Quando arrivo al locale Siwoon è già all’opera. Sbuffo entrando di corsa e mi vado a cambiare. Odio arrivare in ritardo, non mi piace, preferisco arrivare sempre alcuni minuti prima.
«Tutto bene?», mi domanda Siwoon quando lo raggiungo dietro al bancone.
«Ha ha! Questa mattina la sveglia non ha suonato», dico mettendomi a lavare le tazze nel lavello.
«Capita alle volte, non te la prendere», mi dice gentile.
Siwoon è dolcissimo, sempre. Lui lavora qui da più tempo di me. Siamo diventati subito amici e mi ha aiutato moltissimo con la lingua. È il mio migliore amico ed è sempre disponibile. È un ragazzo solare, che ti fa sentire sempre a proprio agio. «Ciao, Erika! », esclama Ji-min abbracciandomi. Sorrido e ricambio l’abbraccio. Se pensate che le ragazze coreane siano timide, beh… lei è l’eccezione.
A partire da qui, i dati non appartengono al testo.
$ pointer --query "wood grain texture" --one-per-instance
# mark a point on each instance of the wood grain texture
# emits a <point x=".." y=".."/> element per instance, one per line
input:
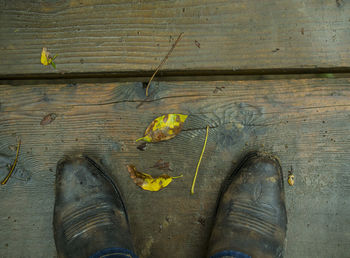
<point x="305" y="122"/>
<point x="134" y="36"/>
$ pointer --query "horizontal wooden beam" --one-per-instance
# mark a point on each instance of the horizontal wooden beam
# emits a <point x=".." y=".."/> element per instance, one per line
<point x="94" y="36"/>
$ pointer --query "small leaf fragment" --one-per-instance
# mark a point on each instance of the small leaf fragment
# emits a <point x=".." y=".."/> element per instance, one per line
<point x="48" y="119"/>
<point x="46" y="58"/>
<point x="164" y="128"/>
<point x="147" y="182"/>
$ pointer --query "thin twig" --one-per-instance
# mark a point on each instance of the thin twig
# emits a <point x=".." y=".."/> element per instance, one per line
<point x="163" y="61"/>
<point x="13" y="166"/>
<point x="199" y="162"/>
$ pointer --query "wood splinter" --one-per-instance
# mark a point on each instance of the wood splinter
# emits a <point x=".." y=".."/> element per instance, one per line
<point x="163" y="62"/>
<point x="13" y="166"/>
<point x="199" y="162"/>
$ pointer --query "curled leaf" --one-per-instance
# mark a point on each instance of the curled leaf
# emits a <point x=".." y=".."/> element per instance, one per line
<point x="147" y="182"/>
<point x="164" y="128"/>
<point x="46" y="58"/>
<point x="48" y="119"/>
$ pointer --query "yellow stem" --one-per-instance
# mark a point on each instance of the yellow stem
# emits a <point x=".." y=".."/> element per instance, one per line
<point x="199" y="162"/>
<point x="13" y="166"/>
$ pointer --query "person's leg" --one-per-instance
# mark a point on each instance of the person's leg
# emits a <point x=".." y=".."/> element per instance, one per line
<point x="251" y="218"/>
<point x="90" y="218"/>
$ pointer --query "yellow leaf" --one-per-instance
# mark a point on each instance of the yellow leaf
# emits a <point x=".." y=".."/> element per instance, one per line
<point x="164" y="128"/>
<point x="147" y="182"/>
<point x="45" y="57"/>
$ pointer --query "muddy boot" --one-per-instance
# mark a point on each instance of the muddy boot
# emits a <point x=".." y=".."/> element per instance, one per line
<point x="89" y="215"/>
<point x="251" y="216"/>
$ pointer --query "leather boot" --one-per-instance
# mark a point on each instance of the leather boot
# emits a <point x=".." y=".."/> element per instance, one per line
<point x="251" y="215"/>
<point x="89" y="212"/>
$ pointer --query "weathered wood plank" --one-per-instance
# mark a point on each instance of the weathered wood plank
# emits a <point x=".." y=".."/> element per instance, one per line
<point x="304" y="122"/>
<point x="134" y="36"/>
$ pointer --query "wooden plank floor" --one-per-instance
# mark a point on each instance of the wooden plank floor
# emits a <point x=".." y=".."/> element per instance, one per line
<point x="133" y="36"/>
<point x="305" y="122"/>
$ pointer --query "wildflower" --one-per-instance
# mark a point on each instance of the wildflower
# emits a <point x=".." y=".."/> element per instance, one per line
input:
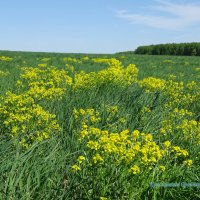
<point x="188" y="162"/>
<point x="81" y="159"/>
<point x="75" y="168"/>
<point x="134" y="169"/>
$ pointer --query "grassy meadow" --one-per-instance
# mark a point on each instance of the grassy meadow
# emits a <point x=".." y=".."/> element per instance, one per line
<point x="107" y="127"/>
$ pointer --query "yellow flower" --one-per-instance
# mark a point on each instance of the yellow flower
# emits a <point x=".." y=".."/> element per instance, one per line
<point x="81" y="159"/>
<point x="162" y="168"/>
<point x="188" y="162"/>
<point x="103" y="198"/>
<point x="75" y="168"/>
<point x="93" y="145"/>
<point x="134" y="169"/>
<point x="166" y="144"/>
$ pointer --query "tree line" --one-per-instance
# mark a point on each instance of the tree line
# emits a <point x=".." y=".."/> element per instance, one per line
<point x="182" y="49"/>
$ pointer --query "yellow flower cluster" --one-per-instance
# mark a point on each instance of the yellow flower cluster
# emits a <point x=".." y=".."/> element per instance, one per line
<point x="135" y="150"/>
<point x="25" y="120"/>
<point x="179" y="121"/>
<point x="115" y="74"/>
<point x="45" y="82"/>
<point x="72" y="60"/>
<point x="5" y="58"/>
<point x="3" y="73"/>
<point x="152" y="84"/>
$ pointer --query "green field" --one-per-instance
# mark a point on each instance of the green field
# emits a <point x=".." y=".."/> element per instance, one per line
<point x="77" y="126"/>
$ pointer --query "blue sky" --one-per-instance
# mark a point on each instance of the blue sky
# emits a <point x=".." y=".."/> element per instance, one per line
<point x="96" y="26"/>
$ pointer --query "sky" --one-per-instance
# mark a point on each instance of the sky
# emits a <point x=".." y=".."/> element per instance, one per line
<point x="96" y="26"/>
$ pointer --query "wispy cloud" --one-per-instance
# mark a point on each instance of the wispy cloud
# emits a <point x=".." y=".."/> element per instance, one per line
<point x="179" y="15"/>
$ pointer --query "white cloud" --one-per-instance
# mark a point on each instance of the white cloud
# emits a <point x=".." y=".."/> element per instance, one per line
<point x="179" y="15"/>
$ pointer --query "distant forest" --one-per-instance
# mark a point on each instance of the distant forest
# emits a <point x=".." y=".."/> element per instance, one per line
<point x="182" y="49"/>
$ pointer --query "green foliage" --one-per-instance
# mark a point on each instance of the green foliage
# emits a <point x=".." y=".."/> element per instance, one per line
<point x="182" y="49"/>
<point x="162" y="103"/>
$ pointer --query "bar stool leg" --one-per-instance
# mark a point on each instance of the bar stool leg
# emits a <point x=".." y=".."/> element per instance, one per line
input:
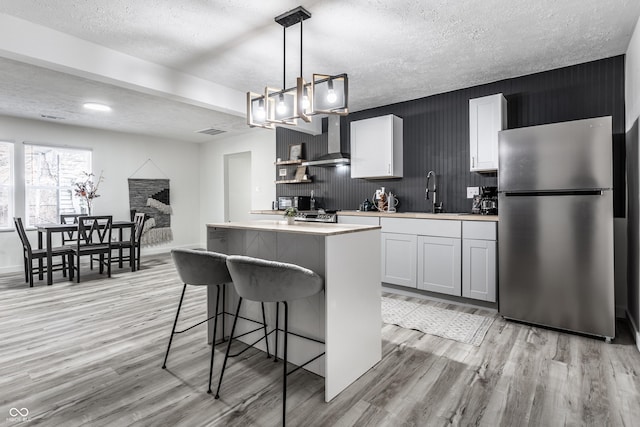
<point x="175" y="323"/>
<point x="224" y="303"/>
<point x="226" y="355"/>
<point x="284" y="367"/>
<point x="213" y="340"/>
<point x="275" y="351"/>
<point x="264" y="327"/>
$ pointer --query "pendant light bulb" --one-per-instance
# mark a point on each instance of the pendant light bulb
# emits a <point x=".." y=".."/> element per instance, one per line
<point x="281" y="108"/>
<point x="260" y="113"/>
<point x="305" y="100"/>
<point x="331" y="94"/>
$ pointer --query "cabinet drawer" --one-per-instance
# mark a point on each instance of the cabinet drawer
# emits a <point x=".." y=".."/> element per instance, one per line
<point x="363" y="220"/>
<point x="424" y="227"/>
<point x="479" y="230"/>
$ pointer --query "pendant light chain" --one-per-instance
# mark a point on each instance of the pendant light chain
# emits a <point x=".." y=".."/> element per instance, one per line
<point x="270" y="109"/>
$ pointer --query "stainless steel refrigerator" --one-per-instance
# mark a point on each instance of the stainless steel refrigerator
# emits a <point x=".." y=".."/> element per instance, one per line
<point x="555" y="226"/>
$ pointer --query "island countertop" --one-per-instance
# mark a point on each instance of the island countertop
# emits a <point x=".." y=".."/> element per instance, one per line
<point x="320" y="229"/>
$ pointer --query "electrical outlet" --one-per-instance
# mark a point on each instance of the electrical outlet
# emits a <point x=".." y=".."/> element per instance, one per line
<point x="472" y="191"/>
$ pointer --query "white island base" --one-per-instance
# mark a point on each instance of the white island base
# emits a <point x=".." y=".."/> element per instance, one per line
<point x="346" y="316"/>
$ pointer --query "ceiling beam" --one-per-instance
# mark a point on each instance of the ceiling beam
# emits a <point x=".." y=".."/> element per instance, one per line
<point x="35" y="44"/>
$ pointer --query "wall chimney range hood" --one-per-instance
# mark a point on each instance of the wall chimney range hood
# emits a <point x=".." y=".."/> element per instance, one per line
<point x="334" y="157"/>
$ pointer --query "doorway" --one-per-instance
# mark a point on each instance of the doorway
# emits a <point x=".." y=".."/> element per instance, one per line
<point x="237" y="186"/>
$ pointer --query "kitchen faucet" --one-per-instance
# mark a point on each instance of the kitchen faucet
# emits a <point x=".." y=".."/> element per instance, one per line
<point x="431" y="174"/>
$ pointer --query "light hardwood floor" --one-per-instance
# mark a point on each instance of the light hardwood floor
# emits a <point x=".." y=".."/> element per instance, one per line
<point x="90" y="354"/>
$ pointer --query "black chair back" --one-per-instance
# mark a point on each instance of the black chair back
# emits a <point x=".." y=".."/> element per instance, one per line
<point x="139" y="218"/>
<point x="26" y="245"/>
<point x="69" y="236"/>
<point x="94" y="230"/>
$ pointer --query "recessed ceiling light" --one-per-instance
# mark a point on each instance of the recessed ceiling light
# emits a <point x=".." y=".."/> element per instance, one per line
<point x="96" y="107"/>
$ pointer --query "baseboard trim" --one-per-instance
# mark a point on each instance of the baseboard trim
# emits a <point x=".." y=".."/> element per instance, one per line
<point x="417" y="293"/>
<point x="634" y="327"/>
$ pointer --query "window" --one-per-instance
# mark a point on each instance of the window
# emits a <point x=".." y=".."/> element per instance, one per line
<point x="6" y="184"/>
<point x="50" y="174"/>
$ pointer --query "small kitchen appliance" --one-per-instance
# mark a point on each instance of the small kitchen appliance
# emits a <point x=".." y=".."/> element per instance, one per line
<point x="302" y="203"/>
<point x="319" y="215"/>
<point x="486" y="203"/>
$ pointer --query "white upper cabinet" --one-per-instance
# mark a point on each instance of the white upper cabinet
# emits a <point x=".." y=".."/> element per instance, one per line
<point x="487" y="116"/>
<point x="376" y="147"/>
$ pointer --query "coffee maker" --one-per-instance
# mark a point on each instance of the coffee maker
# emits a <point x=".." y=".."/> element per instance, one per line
<point x="486" y="203"/>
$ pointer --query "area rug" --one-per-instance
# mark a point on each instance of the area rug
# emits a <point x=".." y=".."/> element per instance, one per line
<point x="462" y="327"/>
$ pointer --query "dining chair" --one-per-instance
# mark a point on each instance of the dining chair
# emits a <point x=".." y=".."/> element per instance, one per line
<point x="31" y="255"/>
<point x="131" y="245"/>
<point x="69" y="236"/>
<point x="93" y="238"/>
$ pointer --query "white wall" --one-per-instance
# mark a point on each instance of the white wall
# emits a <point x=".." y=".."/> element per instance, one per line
<point x="262" y="145"/>
<point x="118" y="155"/>
<point x="632" y="108"/>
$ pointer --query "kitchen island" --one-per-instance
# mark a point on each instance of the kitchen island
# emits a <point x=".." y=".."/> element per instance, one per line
<point x="346" y="316"/>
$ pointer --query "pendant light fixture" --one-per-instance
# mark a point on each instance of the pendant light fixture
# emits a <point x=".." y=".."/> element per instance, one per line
<point x="325" y="94"/>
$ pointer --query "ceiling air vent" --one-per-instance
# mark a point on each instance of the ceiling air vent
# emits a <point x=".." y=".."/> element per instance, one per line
<point x="211" y="131"/>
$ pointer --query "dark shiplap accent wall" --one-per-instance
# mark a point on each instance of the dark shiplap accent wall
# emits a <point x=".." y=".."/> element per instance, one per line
<point x="436" y="136"/>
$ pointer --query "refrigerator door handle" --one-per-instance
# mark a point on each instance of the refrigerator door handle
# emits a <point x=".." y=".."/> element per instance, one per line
<point x="595" y="192"/>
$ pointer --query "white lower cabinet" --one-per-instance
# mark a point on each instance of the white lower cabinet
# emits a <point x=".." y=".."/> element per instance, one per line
<point x="479" y="260"/>
<point x="445" y="256"/>
<point x="439" y="260"/>
<point x="399" y="259"/>
<point x="479" y="269"/>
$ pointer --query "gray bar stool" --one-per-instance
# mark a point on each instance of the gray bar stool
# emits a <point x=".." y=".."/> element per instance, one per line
<point x="202" y="268"/>
<point x="269" y="281"/>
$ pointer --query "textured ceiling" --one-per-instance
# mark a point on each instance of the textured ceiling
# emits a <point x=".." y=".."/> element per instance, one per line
<point x="392" y="50"/>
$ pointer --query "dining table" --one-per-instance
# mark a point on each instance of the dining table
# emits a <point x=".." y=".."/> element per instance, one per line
<point x="48" y="230"/>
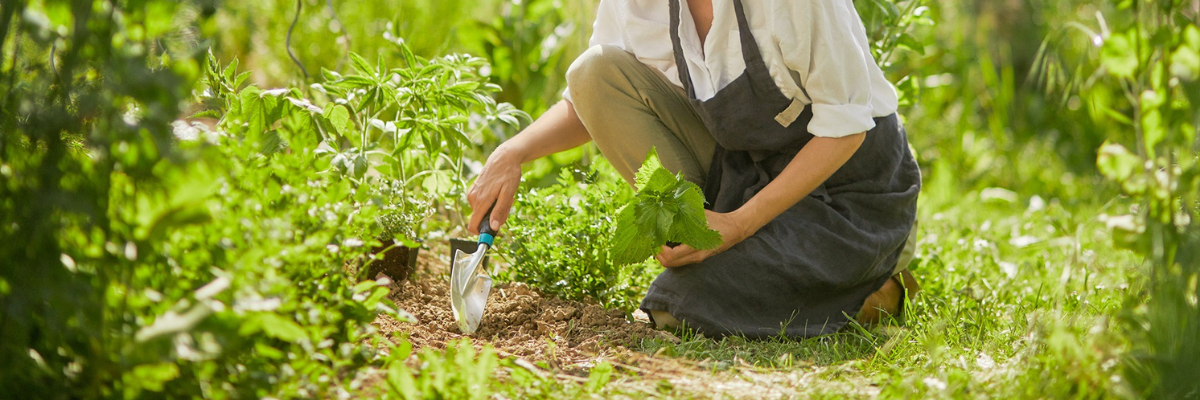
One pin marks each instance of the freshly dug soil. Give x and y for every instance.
(519, 321)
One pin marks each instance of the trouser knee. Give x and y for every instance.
(597, 70)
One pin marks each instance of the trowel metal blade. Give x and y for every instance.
(468, 288)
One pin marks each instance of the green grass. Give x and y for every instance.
(1017, 302)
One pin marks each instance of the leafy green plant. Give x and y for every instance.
(457, 372)
(1152, 57)
(397, 131)
(526, 43)
(666, 208)
(561, 240)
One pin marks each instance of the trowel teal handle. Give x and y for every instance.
(486, 234)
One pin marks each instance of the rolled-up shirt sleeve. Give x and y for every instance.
(605, 31)
(832, 57)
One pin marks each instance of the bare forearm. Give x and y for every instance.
(816, 162)
(559, 129)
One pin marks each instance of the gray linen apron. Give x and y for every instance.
(807, 270)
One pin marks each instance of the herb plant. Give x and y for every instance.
(561, 240)
(666, 208)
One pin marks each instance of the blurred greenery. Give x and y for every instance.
(149, 256)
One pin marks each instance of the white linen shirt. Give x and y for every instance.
(816, 45)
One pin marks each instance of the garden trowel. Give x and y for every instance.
(469, 282)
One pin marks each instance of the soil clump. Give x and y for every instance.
(519, 321)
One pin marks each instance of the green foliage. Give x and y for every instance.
(526, 43)
(1152, 57)
(562, 240)
(456, 374)
(666, 208)
(213, 262)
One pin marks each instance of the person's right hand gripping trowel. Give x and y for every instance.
(469, 284)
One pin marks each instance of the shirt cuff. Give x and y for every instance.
(840, 120)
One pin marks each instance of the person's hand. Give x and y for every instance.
(732, 231)
(497, 184)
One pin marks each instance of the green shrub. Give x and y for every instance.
(559, 240)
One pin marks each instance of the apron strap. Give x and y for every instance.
(750, 53)
(681, 61)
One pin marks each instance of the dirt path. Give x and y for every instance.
(573, 336)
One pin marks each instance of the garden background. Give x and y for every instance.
(192, 196)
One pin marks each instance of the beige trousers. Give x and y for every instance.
(629, 108)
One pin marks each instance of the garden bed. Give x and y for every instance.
(519, 321)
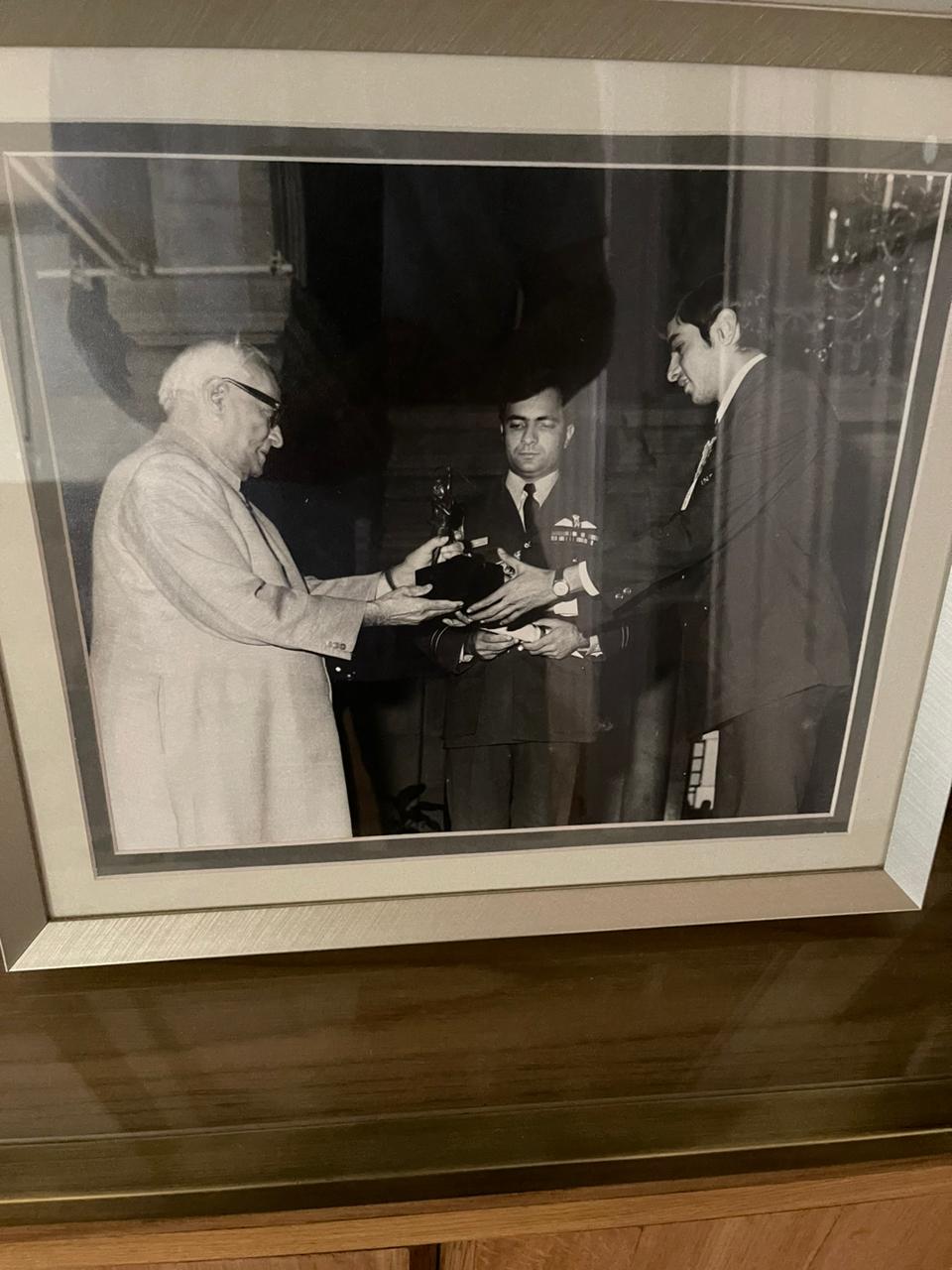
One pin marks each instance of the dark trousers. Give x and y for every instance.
(780, 758)
(520, 786)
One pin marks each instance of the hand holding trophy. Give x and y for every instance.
(466, 576)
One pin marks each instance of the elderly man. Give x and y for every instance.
(749, 548)
(212, 695)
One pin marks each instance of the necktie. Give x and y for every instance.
(530, 516)
(699, 470)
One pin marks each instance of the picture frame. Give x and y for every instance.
(61, 910)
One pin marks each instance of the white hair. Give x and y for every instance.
(200, 362)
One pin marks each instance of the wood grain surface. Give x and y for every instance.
(897, 1234)
(448, 1062)
(715, 1215)
(389, 1259)
(624, 30)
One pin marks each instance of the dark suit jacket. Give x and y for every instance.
(518, 698)
(749, 558)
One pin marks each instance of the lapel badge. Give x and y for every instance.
(574, 529)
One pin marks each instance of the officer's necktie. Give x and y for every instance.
(530, 517)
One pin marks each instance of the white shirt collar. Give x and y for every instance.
(517, 488)
(735, 384)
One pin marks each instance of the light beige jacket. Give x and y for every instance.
(212, 698)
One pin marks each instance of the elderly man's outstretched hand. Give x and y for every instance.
(407, 606)
(442, 548)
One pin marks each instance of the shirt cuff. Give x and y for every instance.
(579, 578)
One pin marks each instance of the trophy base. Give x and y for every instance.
(467, 578)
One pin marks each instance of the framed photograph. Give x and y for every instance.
(436, 506)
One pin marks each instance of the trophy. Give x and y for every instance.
(468, 576)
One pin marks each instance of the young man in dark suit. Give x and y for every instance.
(765, 644)
(518, 712)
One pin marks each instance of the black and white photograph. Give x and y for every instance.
(417, 498)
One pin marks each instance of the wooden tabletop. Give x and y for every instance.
(448, 1069)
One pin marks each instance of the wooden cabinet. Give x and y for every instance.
(900, 1234)
(893, 1216)
(389, 1259)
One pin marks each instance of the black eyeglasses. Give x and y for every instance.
(266, 398)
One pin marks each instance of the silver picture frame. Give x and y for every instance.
(59, 907)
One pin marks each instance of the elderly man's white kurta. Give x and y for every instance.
(212, 697)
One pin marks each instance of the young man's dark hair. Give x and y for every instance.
(701, 307)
Ha solo l’aspetto della dolce e timida ragazza coreana, ma dentro ha un carisma travolgente.
«La sai la novità?», mi chiede sistemando le cose del vassoio nel lavello e spostandosi una ciocca dei suoi lunghissimi capelli neri.
«No, cosa c’è di nuovo?», domando guardando Siwoon intento a servire un ragazzo.
«Sabato un idol darà una festa», dice con entusiasmo. Roteo gli occhi.
«Che bella sorpresa!», esclamo sbuffando. «Significa straordinari».
«Aspetta, non ti ho detto tutto mia cara», dice sogghignando e mi guarda. So che il suo sguardo vuole dirmi qualcosa e la guardo curiosa. Cosa mi sta nascondendo?
«E quindi? Sto aspettando, finisci», dico in trepidazione. Lei mi fissa ancora per alcuni secondi sorridendo, poi finalmente si decide a parlare.
«Ci saranno diversi gruppi kpop… compresi i tuoi amati 9mmBullet e sai cosa vuol dire? Che ci sarà anche Kevin».
Sgrano gli occhi a quelle parole e mi appoggio al bancone. Il mio cuore manca di un battito e il cervello inizia a non ragionare più.
Non ci credo, è un sogno, non sta succedendo. Ora la sveglia suona e io mi sveglierò, arriverò a lavoro e non ci sarà nessun party.
«Allora? Pensavo sclerassi alla notizia», mi dice un po' delusa Ji-min.
«Dimmi che non è uno scherzo», dico fissandola inebetita.
«No, perché dovrei dirti una cosa simile?!», mi dice.
È vero, perché dovrebbe? E poi conosco Ji-min, non sa mentire, nemmeno per scherzo, le verrebbe da ridere.
«Oddio non ci posso credere… vedrò i 9mmBullet, vedrò lui… oddio!», dico mordendomi forte il labbro e Ji-min sorride.
«Mi aspettavo di più ma va bene».
«Che devo fare? Urlare? Non posso!», le dico indicandole il locale. Lei ridacchia e mi afferra una mano.
«Arriviamo!», urla a Siwoon che rimane perplesso. Mi trascina fuori, sul retro.
«Dai fallo ora», mi dice chiudendo la porta.
«Qui? Ma sei matta?!».
«Ma non ti sente nessuno», mi dice indicandomi il grosso cortile sul retro condiviso con altri locali, ma al momento tutti sono a lavoro, nessuno presta attenzione a noi.
«Finalmente avrai la possibilità di vedere i 9mmBullet, di vedere Kevin e magari servirlo e tu che fai? Resti a fissarmi?!», mi dice aspettando con ansia la mai esplosione. Rifletto sulle sue parole e sento dentro di me crescere la voglia di urlare e dare di matto.